Here, as a flabbergast, Netra reveals that Kulkarni had died two months ago; they transplanted his eyes only to him. Soon, Gautham realizes it is Kulkarni's soul that divulges his past, that he is a sincere journalist slaughtered by a dreadful goon, Pantham Babji. He seeks vengeance via Gautham, but he refuses. From there on, Kulkarni makes Gautham's life miserable by creating enmity with Babji. Thus, Gautham narrates the totality to an eye specialist, Dr. Ashish, and requests to remove his eyes. Fortunately, Ashish is Dharma's intimate insider who convinces him that whatever Gautham states is a fact. Then, Ashish learns that Kulkarni is a businessman and immediately rushes to Gautham's residence, where he comprehends his play and confronts him, who unveils the actual past. In childhood, Gautham possessed three soulmates at the blind school who underwent eye transplants. On their way back, they witness a murder made by Babji, for which he slain them. Hence, Gautham schemes for this revenge. Discerning it, Babji abducts Netra. At last, Gautham eliminates Babji in the name of Kulkarni. Finally, the movie ends with Gautham marrying Netra, and on their first night, startlingly, Kulkarni's soul appears and frightens him to aid in his true vengeance.

==Cast==

- Raj Tarun as Gautham
- Hebah Patel as Dr. Netra
- Rajendra Prasad as Ranjith Kulkarni
- Ashish Vidyarthi as Dr. Ashish
- Suhasini Maniratnam as Meenakshi Iyer, Gautham's mother
- Pramodini Pammi as Annapurna, Netra's mother
- Sayaji Shinde as ACP Dharma, Netra's father
- Raja Ravindra as Pantham Babji
- Satya as Kishore
- Brahmanandam as Satyanarayana
- Satyam Rajesh as Rajesh
- Jaya Prakash Reddy as Lawyer
- Paruchuri Venkateswara Rao as Venkatachalam
- Chandra Mohan as Chandram, Gautham's father
- Fish Venkat as Babji's henchmen
- Prabhakar
- Ananth
- Ratnasagar as Netra's grandmother

==Soundtrack==

Music composed by Shekar Chandra. Music released on ADITYA Music Company.

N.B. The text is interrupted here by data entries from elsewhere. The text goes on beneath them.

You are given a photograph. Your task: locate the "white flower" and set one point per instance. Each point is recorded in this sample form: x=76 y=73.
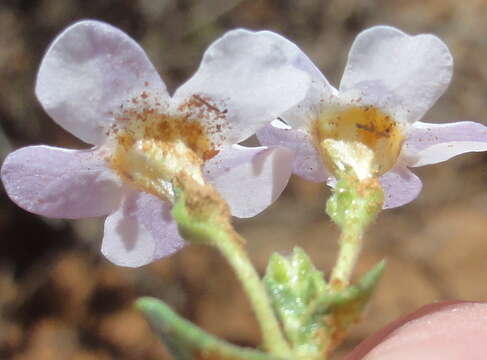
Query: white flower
x=98 y=84
x=390 y=81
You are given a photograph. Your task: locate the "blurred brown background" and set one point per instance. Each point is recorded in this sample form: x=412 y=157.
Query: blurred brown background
x=59 y=299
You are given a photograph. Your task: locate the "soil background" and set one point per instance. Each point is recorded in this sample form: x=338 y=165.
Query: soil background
x=60 y=299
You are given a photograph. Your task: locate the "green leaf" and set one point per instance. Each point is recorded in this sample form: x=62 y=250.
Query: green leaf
x=186 y=341
x=345 y=308
x=294 y=285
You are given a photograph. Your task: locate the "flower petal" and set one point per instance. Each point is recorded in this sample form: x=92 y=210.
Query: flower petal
x=87 y=73
x=398 y=72
x=140 y=231
x=433 y=143
x=250 y=78
x=250 y=179
x=401 y=186
x=60 y=183
x=307 y=161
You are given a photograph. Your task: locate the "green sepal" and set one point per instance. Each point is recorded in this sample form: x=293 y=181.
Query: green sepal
x=187 y=341
x=294 y=284
x=345 y=308
x=355 y=204
x=193 y=228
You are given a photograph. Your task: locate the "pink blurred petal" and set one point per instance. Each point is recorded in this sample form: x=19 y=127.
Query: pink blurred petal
x=307 y=162
x=401 y=186
x=433 y=143
x=140 y=231
x=409 y=73
x=453 y=332
x=89 y=70
x=60 y=183
x=250 y=179
x=251 y=77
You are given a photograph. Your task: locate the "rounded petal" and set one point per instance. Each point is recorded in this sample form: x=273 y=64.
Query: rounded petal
x=60 y=183
x=249 y=78
x=250 y=179
x=140 y=231
x=457 y=331
x=433 y=143
x=307 y=162
x=90 y=69
x=400 y=73
x=401 y=186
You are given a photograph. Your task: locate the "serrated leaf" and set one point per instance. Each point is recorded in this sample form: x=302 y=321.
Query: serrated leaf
x=345 y=308
x=294 y=284
x=187 y=341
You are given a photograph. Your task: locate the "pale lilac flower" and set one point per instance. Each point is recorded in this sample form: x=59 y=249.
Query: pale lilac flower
x=395 y=78
x=98 y=84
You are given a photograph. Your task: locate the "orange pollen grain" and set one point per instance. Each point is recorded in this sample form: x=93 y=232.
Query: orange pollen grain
x=364 y=124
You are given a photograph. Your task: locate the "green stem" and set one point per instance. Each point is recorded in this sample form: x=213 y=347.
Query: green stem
x=350 y=246
x=271 y=332
x=217 y=231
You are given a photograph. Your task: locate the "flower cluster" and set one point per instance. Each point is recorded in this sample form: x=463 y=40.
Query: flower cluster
x=98 y=84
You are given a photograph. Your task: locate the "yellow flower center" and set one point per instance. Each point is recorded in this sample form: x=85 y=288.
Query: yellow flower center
x=361 y=138
x=151 y=149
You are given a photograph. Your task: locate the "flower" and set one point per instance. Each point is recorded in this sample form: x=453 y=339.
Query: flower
x=98 y=84
x=372 y=121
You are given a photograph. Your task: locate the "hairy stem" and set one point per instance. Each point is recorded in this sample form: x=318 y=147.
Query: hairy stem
x=206 y=223
x=271 y=332
x=350 y=246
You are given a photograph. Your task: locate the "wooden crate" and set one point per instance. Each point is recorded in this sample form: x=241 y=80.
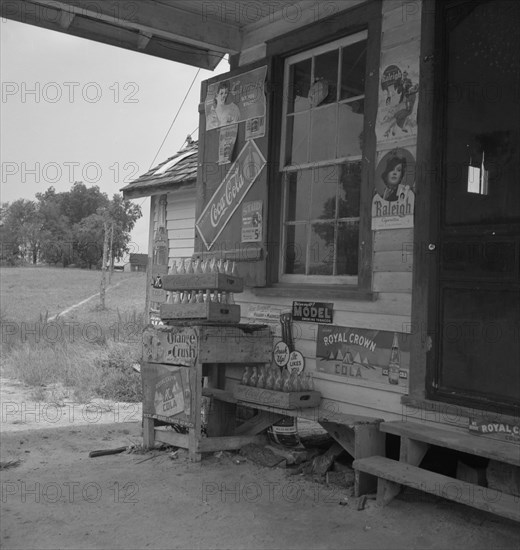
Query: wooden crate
x=203 y=281
x=185 y=345
x=214 y=312
x=277 y=399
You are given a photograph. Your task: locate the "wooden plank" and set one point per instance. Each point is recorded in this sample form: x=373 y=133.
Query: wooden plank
x=180 y=233
x=172 y=438
x=343 y=434
x=412 y=452
x=392 y=261
x=148 y=433
x=427 y=201
x=230 y=344
x=194 y=435
x=258 y=423
x=450 y=488
x=221 y=418
x=392 y=282
x=230 y=443
x=277 y=399
x=394 y=239
x=460 y=441
x=368 y=441
x=386 y=490
x=181 y=223
x=221 y=395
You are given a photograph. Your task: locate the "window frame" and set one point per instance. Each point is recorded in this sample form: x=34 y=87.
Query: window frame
x=299 y=168
x=365 y=17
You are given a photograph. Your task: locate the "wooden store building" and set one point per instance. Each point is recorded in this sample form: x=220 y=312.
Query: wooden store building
x=360 y=164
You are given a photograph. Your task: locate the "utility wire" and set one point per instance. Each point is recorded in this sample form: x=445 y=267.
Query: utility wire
x=175 y=118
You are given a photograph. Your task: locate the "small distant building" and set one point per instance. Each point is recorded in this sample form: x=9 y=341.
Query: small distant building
x=138 y=262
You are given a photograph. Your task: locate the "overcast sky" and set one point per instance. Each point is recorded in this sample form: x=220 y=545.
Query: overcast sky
x=77 y=110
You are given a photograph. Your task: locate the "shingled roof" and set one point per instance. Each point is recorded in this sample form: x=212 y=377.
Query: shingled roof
x=178 y=171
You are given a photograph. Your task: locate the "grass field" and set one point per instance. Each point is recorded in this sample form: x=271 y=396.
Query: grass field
x=87 y=349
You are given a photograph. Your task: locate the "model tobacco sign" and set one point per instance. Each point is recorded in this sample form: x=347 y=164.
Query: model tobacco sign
x=230 y=193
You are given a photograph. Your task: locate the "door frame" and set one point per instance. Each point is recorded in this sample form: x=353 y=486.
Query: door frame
x=425 y=347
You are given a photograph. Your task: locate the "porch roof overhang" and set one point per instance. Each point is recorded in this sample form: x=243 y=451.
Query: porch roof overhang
x=194 y=32
x=186 y=32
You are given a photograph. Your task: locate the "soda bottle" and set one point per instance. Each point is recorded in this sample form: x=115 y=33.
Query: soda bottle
x=395 y=362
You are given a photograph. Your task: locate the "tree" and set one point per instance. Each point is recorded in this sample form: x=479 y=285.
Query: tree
x=56 y=232
x=123 y=214
x=82 y=201
x=22 y=224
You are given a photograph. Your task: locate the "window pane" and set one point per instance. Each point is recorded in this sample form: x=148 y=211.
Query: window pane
x=298 y=195
x=348 y=236
x=295 y=249
x=353 y=70
x=324 y=191
x=350 y=135
x=321 y=260
x=349 y=190
x=326 y=69
x=323 y=133
x=299 y=86
x=297 y=138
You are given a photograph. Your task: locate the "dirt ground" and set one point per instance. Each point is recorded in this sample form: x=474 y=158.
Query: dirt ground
x=58 y=497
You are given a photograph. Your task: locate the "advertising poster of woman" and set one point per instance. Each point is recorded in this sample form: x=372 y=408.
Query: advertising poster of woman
x=393 y=202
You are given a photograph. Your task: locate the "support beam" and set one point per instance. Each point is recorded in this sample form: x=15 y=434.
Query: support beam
x=165 y=21
x=182 y=37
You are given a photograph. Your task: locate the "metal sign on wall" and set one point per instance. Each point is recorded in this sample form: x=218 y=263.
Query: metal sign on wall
x=230 y=193
x=313 y=312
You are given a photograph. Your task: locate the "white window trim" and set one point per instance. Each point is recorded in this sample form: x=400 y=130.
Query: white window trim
x=350 y=280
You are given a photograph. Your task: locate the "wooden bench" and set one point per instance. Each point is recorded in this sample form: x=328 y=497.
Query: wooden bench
x=415 y=441
x=358 y=435
x=392 y=474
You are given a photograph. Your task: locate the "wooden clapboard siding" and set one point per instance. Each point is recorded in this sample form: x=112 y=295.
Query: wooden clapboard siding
x=180 y=232
x=392 y=261
x=394 y=240
x=293 y=16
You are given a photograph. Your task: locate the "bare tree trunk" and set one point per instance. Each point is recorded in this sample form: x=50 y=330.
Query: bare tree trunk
x=104 y=268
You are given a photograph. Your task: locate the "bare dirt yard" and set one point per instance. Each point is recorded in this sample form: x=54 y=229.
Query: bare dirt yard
x=53 y=495
x=58 y=497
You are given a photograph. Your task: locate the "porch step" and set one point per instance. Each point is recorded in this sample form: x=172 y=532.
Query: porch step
x=390 y=472
x=479 y=445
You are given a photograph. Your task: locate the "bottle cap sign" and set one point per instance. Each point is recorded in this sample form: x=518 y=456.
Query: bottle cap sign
x=281 y=354
x=296 y=362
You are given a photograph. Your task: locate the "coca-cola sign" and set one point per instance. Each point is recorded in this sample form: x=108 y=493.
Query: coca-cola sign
x=230 y=193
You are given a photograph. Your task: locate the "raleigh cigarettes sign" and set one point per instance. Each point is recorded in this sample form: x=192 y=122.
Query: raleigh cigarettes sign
x=230 y=193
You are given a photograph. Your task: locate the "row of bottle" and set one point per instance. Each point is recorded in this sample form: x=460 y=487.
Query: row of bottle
x=210 y=265
x=199 y=297
x=273 y=378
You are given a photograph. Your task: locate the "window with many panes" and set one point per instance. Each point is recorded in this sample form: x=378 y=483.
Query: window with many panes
x=322 y=150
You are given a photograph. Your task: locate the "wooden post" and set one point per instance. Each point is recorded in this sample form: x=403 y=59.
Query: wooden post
x=104 y=267
x=111 y=254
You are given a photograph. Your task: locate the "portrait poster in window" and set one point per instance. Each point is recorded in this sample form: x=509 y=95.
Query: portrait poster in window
x=236 y=99
x=226 y=143
x=398 y=93
x=394 y=198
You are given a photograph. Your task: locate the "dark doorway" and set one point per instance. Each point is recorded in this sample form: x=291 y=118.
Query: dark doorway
x=475 y=360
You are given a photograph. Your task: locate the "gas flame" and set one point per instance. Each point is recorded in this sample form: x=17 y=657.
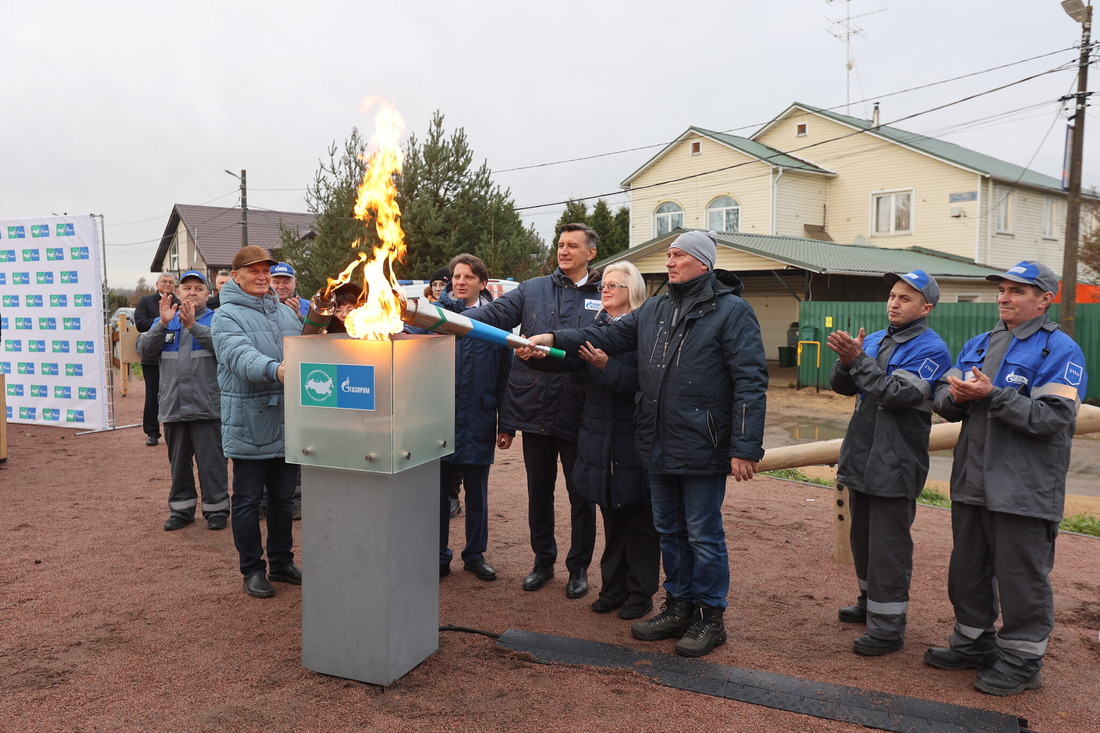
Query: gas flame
x=380 y=309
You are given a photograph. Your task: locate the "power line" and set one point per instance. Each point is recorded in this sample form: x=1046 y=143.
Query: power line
x=796 y=150
x=757 y=124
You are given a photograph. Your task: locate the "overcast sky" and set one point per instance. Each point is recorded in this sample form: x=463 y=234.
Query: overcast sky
x=124 y=108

| No. | Title | Lyrics | Singer(s) | Length |
|---|---|---|---|---|
| 1. | "Debbaki Poye Poye" | Bhaskarabhatla | Dhanunjay, Shekar Chandra | 3:31 |
| 2. | "Jagame Maaya" | Ramajogayya Sastry | Siddarth Watkins | 3:26 |
| 3. | "Andhagaadu Aata Kochade" | Ramajogayya Sastry | Simha, Geetha Madhuri | 3:13 |
| 4. | "Premika" | Ramajogayya Sastry | Manisha Eerabathini, Megha Sravanthi | 3:28 |
| 5. | "Kanula Mundhare" | Karunakar Adigarla | Venky | 2:09 |
| Total length: |  |  |  | 15:47 |

== Reception ==
A critic from The Hindu wrote that "At the end of Andhhagadu you might wonder what was it that the makers set out to do. It's a revenge drama cloaked as a comedy".